Gazeta wskazała, że zbliżone zdanie mają zarówno kobiety (72 proc.), jak i mężczyźni (63 proc.). "Czy wobec tego rząd powinien szybciej otworzyć salony?" - zapytała. "Można by się z tym zgodzić, ale tylko w odniesieniu do fryzjerów" – zauważył cytowany przez dziennik prof. Robert Flisiak, lekarz zakaźnik, prezes Polskiego Towarzystwa Epidemiologów i Lekarzy Chorób Zakaźnych. Zastrzegł przy tym, że "salony kosmetyczne to bardzo bliski kontakt twarzą w twarz". "Na to jest stanowczo za wcześnie" - dodał ekspert.
Prywatne gabinety lekarskie oraz otwarte żłobki, przedszkola - tego potrzebują Polacy
Na pytanie "Rzeczpospolitej”, co w "normalnym życiu" wydaje nam się niezbędne, ponad 54 proc. respondentów wskazało na prywatne gabinety lekarskie. "Na trzecim miejscu znalazło się uruchomienie żłobków, przedszkoli i usług opiekuńczych dla dzieci" - czytamy.
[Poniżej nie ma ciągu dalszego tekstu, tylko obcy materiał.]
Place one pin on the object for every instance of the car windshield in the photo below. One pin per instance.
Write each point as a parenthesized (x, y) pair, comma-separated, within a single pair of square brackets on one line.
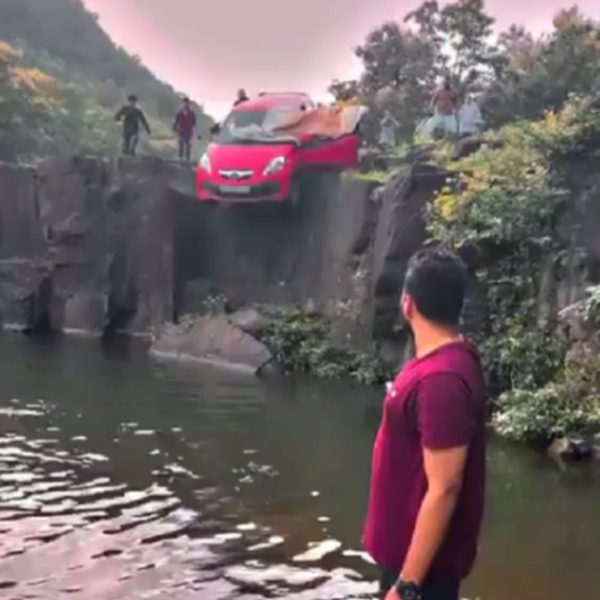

Wśród usług, które badani uznali za najbardziej potrzebne, znalazły się restauracje i bary – ich odmrożenia domaga się jedna trzecia respondentów (rząd planuje to na drugą połowę maja) – a także siłownie i miejsca treningowe (prawie 17 proc.). Co ciekawe, mniej badanych wskazało na otwarcie kościołów – nieco ponad 14 proc. (są tam limity 1 osoba/15 mkw.)
- podał dziennik.
Zobacz także:
- Ministerstwo rozwoju zapowiada 1000 zł bonu turystycznego. Kto z niego skorzysta?
- Rząd analizuje zachowania obywateli. Kiedy kolejne łagodzenie obostrzeń?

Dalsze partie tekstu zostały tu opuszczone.